Sinbad se encogió de hombros.
—Nunca me lo dijeron, pero por lo que se hablaba en Doncala por los marineros que navegaron con mestre Biruní, parece que fue cosa de sastre. Un corte y un relleno de lana merina, que no se pudre con el agua del mar. O sería obra de un sombrerero, por lo bien aplicadas.

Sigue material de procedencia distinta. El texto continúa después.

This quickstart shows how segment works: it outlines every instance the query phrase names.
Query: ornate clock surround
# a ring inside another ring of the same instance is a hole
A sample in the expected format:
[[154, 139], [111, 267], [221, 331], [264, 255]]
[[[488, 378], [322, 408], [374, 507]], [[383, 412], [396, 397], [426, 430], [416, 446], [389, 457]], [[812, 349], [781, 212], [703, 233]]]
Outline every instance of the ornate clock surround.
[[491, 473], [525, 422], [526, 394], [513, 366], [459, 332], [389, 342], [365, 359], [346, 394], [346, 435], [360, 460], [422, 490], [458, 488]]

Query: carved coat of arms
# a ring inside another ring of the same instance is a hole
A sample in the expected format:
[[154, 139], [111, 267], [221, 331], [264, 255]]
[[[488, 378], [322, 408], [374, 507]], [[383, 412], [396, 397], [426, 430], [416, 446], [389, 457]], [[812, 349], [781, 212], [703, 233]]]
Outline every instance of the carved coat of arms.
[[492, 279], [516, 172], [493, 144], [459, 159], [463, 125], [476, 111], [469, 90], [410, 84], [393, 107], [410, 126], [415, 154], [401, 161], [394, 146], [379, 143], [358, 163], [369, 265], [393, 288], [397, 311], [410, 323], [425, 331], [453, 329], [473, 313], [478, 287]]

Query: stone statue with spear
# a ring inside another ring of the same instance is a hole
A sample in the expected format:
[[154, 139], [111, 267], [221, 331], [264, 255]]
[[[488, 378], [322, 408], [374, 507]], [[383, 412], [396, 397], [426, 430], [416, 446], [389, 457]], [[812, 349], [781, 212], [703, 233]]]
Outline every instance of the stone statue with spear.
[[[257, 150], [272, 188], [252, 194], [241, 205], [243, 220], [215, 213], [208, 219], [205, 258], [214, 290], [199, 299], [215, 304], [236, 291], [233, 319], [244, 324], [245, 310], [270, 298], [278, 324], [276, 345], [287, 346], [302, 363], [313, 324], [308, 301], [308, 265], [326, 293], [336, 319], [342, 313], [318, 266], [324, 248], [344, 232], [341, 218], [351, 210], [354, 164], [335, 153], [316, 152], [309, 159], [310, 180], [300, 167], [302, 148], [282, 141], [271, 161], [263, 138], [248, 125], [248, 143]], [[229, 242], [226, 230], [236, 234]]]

Abatió la hora mayor del monzón sobre todo el país de Bolanda. El agua corría por las estrechas calles, que eran todas ellas ríos de barro amarillo, y abajo llenaba, como de costumbre, el Iadid, y las claras aguas de otrora eran lodaneras y parduscas. Sinbad le escribiera en letra París al rico señor del Farfistán, y mientras le escribió, el paje Sari con una mano sostuvo la linterna de papel y con la otra le pasaba al señor piloto las pastillas de tinta según el color que este pedía, y antes de pasarlas escupía en ellas, para que Sinbad mojase sin más los pinceles de pelo de tejón. Por no salir con la lluvia en la noche, Sari comía una corteza de pan en las escaleras de Sinbad, y después se tumbaba a dormir en el portal en un haz de paja. Del otro lado de la puerta tenía la compañía de un sapo enamorado que llamaba a la hembra con su flauta: ¡mi do!, ¡mi do!, ¡mi do! En su cámara paseaba Sinbad, y crujían las viejas maderas del piso. Con aquel calor húmedo despertaron todos los ratones del desván. ¡Muchos ruidos te acarician en la noche en una casa vieja y propia! Nuestro piloto asomaba por la ventana la calva cabeza y la dejaba mojar un poco, y cuando ya dentro se secaba, olía la toalla tres o cuatro veces, y se reía. Quien estuviese a su lado le oiría decir:
—¡También si me saliese el pelo rubio! ¡Agua membrillera de Joló!...
Porque para Sinbad en la tierra era como en el mar: nada estaba quieto, todo iba y venía, y los grandes reyes alentadores, los vientos ventoleros. Se golpeaba la barba antes de acostarse y permitía que saliera de ella una ráfaga del sureste de Joló que se colara allí, y la ráfaga iba, muy mansa y bien criada, a matar en el candil la amarilla, vaga luz.